Studies have shown that visual features extracted from the lips of a speaker (visemes) can be used to automatically classify the visual representation of phonemes. Different visual features were extracted from the audio-visual recordings of a set of phonemes and used to define Linear Discriminant Analysis (LDA) functions to classify the phonemes.
Audio-visual recordings from 18 speakers of Native American English for 12 Vowel-Consonant-Vowel (VCV) sounds were obtained using the consonants /b,v,w,ð,d,z/ and the vowels /α,i/. The visual features used in this study were related to the lip height, lip width, motion in upper lips and the rate at which lips move while producing the VCV sequences. Features extracted from half of the speakers were used to design the classifier and features extracted from the other half were used in testing the classifiers.
When each VCV sound was treated as an independent class, resulting in 12 classes, the percentage of correct recognition was 55.3% in the training set and 43.1% in the testing set. This percentage increased as classes were merged based on the level of confusion appearing between them in the results. When the same consonants with different vowels were treated as one class, resulting in 6 classes, the percentage of correct classification was 65.2% in the training set and 61.6% in the testing set. This is consistent with psycho-visual experiments in which subjects were unable to distinguish between visemes associated with VCV words with the same consonant but different vowels. When the VCV sounds were grouped into 3 classes, the percentage of correct classification in the training set was 84.4% and 81.1% in the testing set.
In the second part of the study, linear discriminant functions were developed for every speaker resulting in 18 different sets of LDA functions. For every speaker, five VCV utterances were used to design the LDA functions, and 3 different VCV utterances were used to test these functions. For the training data, the range of correct classification for the 18 speakers was 90-100% with an average of 96.2%. For the testing data, the range of correct classification was 50-86% with an average of 68%.
A step-wise linear discriminant analysis evaluated the contribution of different features towards the dissemination problem. The analysis indicated that classifiers using only the top 7 features in the analysis had a performance drop of 2-5%. The top 7 features were related to the shape of the mouth and the rate of motion of lips when the consonant in the VCV sequence was being produced. Results of this work showed that visual features extracted from the lips can separate the visual representation of phonemes into different classes.

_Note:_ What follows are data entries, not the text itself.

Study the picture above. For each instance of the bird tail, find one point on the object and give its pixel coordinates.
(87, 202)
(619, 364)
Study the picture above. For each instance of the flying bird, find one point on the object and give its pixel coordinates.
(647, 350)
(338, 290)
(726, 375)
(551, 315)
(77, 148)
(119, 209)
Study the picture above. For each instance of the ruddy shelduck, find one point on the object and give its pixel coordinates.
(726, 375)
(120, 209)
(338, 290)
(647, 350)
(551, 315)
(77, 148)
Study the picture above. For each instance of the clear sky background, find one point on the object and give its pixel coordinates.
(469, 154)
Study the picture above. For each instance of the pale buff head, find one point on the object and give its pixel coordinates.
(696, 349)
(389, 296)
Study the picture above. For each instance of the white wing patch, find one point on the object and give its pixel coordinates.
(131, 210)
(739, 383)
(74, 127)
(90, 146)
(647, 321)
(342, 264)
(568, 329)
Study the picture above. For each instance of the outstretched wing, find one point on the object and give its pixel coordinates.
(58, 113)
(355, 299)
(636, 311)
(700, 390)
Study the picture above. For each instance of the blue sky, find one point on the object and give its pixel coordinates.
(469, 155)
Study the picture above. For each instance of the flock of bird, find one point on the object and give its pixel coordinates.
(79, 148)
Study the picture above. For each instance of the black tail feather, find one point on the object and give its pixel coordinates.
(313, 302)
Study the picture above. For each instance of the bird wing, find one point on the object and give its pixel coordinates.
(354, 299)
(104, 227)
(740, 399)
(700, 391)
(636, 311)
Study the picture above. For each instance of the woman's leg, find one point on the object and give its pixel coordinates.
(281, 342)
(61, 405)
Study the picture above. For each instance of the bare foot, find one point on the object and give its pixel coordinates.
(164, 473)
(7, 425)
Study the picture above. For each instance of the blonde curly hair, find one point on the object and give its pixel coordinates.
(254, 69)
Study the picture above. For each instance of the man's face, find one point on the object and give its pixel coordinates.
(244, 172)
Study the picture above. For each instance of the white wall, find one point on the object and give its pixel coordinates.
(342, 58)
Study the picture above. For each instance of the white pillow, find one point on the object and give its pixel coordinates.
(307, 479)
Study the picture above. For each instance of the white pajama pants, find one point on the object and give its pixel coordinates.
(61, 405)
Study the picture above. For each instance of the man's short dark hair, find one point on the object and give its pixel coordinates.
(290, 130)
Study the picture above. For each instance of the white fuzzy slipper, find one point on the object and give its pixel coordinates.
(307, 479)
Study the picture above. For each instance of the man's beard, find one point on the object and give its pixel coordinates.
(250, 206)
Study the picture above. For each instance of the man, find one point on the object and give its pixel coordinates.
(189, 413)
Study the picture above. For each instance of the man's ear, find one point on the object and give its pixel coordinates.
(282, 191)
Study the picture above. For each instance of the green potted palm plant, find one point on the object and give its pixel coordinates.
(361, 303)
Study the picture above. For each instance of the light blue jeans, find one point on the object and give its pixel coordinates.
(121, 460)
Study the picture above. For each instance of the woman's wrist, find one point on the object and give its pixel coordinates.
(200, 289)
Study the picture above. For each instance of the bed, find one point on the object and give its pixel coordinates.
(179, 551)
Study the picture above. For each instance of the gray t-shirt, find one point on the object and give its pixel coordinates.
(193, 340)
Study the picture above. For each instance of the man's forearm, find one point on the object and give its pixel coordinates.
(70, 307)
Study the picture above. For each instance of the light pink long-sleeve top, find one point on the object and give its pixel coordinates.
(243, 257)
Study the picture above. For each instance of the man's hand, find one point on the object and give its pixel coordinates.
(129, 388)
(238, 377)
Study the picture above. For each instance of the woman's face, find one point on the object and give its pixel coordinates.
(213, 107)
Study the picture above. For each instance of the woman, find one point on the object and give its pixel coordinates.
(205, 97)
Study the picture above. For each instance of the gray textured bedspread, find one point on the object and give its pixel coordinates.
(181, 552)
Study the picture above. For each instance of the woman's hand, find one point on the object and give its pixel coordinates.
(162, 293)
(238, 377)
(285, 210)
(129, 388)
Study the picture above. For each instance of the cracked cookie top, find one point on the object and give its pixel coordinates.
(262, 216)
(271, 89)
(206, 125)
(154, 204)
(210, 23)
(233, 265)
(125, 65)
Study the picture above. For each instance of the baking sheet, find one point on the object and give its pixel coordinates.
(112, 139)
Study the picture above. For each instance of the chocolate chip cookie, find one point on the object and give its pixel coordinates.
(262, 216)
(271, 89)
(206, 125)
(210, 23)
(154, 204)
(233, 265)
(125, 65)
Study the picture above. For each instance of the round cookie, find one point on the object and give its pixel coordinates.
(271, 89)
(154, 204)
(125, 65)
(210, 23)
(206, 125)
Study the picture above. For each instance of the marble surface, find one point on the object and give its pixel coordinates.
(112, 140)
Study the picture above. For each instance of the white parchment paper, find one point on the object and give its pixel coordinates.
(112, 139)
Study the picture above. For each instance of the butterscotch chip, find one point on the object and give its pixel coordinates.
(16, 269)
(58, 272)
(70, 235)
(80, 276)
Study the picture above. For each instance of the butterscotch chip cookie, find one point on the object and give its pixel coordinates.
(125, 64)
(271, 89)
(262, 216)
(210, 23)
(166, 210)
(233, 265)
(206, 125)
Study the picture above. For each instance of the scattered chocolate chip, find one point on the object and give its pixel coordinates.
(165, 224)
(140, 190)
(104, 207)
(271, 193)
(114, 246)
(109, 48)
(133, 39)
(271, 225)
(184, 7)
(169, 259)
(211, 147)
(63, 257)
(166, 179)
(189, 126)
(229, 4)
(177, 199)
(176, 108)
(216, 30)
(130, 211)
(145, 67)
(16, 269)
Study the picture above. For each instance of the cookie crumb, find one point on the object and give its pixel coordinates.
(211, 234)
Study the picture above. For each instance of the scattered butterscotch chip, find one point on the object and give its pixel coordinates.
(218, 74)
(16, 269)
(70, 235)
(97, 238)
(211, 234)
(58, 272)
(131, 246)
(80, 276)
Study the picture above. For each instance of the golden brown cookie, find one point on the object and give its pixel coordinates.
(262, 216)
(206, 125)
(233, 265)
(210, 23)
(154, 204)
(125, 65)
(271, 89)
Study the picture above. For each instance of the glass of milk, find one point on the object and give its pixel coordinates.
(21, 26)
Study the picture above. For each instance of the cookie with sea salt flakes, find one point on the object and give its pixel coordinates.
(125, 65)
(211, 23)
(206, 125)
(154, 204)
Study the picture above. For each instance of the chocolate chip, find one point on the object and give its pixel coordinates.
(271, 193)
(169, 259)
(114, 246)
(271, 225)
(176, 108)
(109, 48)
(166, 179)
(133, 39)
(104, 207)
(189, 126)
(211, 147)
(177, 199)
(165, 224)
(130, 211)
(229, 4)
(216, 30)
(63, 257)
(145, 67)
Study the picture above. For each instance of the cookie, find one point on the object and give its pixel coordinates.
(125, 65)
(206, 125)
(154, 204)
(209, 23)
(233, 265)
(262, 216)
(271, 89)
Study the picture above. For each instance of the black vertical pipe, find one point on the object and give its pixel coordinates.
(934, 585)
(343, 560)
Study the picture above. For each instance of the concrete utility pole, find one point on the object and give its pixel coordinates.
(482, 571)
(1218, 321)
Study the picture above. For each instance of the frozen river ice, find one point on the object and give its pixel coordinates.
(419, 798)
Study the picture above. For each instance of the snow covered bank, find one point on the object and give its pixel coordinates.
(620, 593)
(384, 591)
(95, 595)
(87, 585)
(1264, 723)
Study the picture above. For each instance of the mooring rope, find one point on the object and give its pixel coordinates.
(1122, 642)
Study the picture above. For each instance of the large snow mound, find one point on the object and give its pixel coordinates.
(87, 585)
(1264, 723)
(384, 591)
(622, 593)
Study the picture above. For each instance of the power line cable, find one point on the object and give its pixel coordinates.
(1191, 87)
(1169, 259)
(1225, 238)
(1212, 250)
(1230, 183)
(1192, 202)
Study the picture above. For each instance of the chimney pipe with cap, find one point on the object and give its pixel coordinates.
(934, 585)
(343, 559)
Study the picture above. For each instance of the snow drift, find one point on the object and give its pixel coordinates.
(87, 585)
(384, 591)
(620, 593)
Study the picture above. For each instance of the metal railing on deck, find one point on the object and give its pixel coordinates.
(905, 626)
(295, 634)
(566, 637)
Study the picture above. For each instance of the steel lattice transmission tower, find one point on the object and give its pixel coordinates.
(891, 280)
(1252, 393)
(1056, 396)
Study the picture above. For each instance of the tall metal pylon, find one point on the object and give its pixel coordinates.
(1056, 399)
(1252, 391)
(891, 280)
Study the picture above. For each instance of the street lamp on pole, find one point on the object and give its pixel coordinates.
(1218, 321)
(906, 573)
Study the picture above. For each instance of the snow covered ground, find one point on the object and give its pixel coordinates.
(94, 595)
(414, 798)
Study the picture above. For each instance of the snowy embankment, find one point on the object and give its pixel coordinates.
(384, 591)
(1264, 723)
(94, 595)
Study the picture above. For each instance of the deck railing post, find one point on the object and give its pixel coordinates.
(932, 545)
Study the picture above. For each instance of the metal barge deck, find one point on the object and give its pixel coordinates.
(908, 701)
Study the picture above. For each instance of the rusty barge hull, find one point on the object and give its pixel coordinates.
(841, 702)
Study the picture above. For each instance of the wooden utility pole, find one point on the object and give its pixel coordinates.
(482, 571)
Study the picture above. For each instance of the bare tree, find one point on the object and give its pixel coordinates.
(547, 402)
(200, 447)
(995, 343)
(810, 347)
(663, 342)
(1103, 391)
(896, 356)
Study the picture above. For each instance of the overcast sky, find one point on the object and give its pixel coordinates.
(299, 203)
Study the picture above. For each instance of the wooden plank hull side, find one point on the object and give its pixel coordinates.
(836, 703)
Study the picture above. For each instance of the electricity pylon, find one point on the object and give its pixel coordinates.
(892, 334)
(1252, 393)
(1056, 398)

|School:||University of Pittsburgh|
|School Location:||United States -- Pennsylvania|
|Source:||DAI-B 70/12, Dissertation Abstracts International|
|Subjects:||Audiology, Electrical engineering, Acoustics|
|Keywords:||Automated lip reading, Phonemes, Visemes, Visual cues|
Copyright in each Dissertation and Thesis is retained by the author. All Rights Reserved
The supplemental file or files you are about to download were provided to ProQuest by the author as part of a
dissertation or thesis. The supplemental files are provided "AS IS" without warranty. ProQuest is not responsible for the
content, format or impact on the supplemental file(s) on our system. in some cases, the file type may be unknown or
may be a .exe file. We recommend caution as you open such files.
Copyright of the original materials contained in the supplemental file is retained by the author and your access to the
supplemental files is subject to the ProQuest Terms and Conditions of use.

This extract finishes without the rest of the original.